Farebbe quasi ridere, se non ci fosse da piangere, ascoltare i vari piagnistei con cui quasi tutti si dolgono dell’eccessiva dipendenza collettiva dai social. Giornalisti, psicologi, politici, intellettuali vari e avariati si percuotono il petto gridando alla superficialità di una generazione, quella più giovane, che, avendo a modello gli influencer (nuova categoria reietta, ennesimo capro espiatorio italiano del momento), si produce in atti orribili al solo fine di diventare famoso, sia pur online.
E giù a ricordare inorriditi il tempo di permanenza medio di 15 secondi degli utenti, che significa restringere ogni contenuto all’elementare, quando non al demenziale.

I casi Lucarelli di questi giorni, e prima di Ferragni-Fedez, sembra mettano in crisi una figura, quella di chi influenza (tradotto: chi fa opinione o moda) il pubblico. Che però -ci sarebbe da dire- è tale per propria autonoma, libera scelta, ed è spesso composto non solo da chi si addita, ma anche da parecchi di noi, che conferiscono al personaggio di turno tutto il potere che altrimenti non avrebbe.
Ma questa considerazione per me tautologica e assai banale si scontra con l’approccio, anch’esso da social, di chi fa le leggi in Italia. E che per ogni fatto di minima cronaca pensa subito a spararla grossa, di solito proponendo una legge restrittiva, cosi un po’ a casaccio, proprio perché spera di sfondare egli stesso sui social che dipinge come peggiore dei mali.

Ma l’idea di soddisfare con una legge una fenomenologia che si critica solo perché produce fatti di cronaca è essa stessa figlia della logica che si critica. Nascono da qui alcune norme del tutto inutili, come l’omicidio nautico, o gli inasprimenti di pena proposti, quando il problema sarebbe l’efficacia della pena già prevista. Perché è quella logica che si critica, a ispirare una reazione simile. Quella di chi, in 15 secondi, possa comunicare a una platea che egli per primo assume essere inebetita, che: “Da oggi, pugno di ferro contro chi sbaglia qui in rete”, con ciò proseguendo sulla via della politica da pensierino, anziché da pensiero.

Ed è quella stessa ambizione di popolarità che si assume essere adolescenziale e immatura (quando riguarda gli altri) a muovere invece adulti giornalisti e debunker a indagare con fretta e precipitazione la fondatezza di fatti di costume anche irrilevanti purché’ facciano tendenza, per decretarne la legittimità o il fatto che la immediata notorietà generata sia invece usurpatoria e dunque da condannare. Cosa fa tendenza online? Cosa tracima nel mondo nostro? Bene, ci vado sopra anche io in modalità Torquemada, cosi resterò illuminata da una vicenda popolarissima che nel giudicare mi porta attenzione.

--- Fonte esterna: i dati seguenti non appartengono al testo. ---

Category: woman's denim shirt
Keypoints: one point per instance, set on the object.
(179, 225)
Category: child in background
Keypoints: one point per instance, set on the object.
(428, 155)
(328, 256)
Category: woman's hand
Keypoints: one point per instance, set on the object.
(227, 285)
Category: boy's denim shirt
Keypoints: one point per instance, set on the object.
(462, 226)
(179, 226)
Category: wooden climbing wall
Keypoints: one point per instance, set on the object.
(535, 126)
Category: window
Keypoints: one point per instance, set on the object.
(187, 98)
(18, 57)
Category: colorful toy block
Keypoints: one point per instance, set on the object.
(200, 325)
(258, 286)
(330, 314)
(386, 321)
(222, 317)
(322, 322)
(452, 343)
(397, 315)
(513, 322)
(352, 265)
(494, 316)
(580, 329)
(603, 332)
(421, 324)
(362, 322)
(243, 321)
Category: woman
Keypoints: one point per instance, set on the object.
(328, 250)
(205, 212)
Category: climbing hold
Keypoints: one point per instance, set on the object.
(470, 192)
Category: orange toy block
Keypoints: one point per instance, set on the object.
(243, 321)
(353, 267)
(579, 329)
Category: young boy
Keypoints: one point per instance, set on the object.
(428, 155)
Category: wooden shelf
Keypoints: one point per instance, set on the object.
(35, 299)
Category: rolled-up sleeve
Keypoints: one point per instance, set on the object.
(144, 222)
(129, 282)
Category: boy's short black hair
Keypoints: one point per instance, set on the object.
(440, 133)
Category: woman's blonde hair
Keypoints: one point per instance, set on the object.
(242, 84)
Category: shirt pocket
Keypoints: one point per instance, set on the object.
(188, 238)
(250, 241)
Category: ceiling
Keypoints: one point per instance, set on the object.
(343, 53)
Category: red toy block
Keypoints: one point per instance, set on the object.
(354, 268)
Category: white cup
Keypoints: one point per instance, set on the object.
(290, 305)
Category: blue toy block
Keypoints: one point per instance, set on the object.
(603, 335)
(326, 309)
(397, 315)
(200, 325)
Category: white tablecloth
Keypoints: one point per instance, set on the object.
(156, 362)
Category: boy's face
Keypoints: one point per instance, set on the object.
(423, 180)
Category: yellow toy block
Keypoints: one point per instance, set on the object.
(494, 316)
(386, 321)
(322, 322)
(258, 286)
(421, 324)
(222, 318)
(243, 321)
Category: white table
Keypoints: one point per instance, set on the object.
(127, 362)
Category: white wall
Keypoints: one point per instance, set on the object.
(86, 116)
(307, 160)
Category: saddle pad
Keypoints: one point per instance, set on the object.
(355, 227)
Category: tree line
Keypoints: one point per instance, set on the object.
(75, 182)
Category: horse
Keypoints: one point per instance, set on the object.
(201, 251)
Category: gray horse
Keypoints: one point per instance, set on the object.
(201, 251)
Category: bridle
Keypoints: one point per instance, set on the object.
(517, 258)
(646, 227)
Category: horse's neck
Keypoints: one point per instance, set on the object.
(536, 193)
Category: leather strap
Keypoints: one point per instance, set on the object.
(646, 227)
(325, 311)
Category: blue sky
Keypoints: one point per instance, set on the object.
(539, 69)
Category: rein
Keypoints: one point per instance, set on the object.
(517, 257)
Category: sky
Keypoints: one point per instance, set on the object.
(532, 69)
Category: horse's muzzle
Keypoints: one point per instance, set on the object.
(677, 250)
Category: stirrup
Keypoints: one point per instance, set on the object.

Meraviglioso poi che la croce venga buttata addosso solo ai giovanissimi. Sulle varie app di dating non ci sono i giovanissimi, ma quelli un po’ più grandi, con l’obiettivo di selezionare chi conoscere un po’ come si sceglie un prodotto al supermercato. E con un’aggravante in più: che i giovani escono da anni di solitudine comminatagli dagli adulti nel momento in cui la loro socialità chiedeva di poter dare tutto gas. Chi ha mortificato l’esuberanza di una generazione con anni di lockdown e semi lockdown, obbligandola a sopravvivere proprio online, teatro di cui oggi ci si duole, mentre godeva di minor libertà di movimento di un cane, che in pandemia almeno poteva uscire con la scusa di dover fare pipì..?
Inutile lamentarsi dei social cui ci si conforma persino quando da leader politici si preferisce apparire follower, e che invece sono solo un mezzo, come tale neutro, la cui colorazione negativa o positiva dipende esclusivamente da chi ne fa uso. Che però è stato educato, o non educato, da noi adulti. I social sono lo specchio della nostra società in cui fluttuano i fallimenti delle famiglie, della scuola e dei loro prodotti, conformati a un’educazione che -forse- anziché soluzione e’ problema. La mela non cade quasi mai troppo distante dall’albero. Altro che fare altre leggi, solo per comunicare di averne fatte.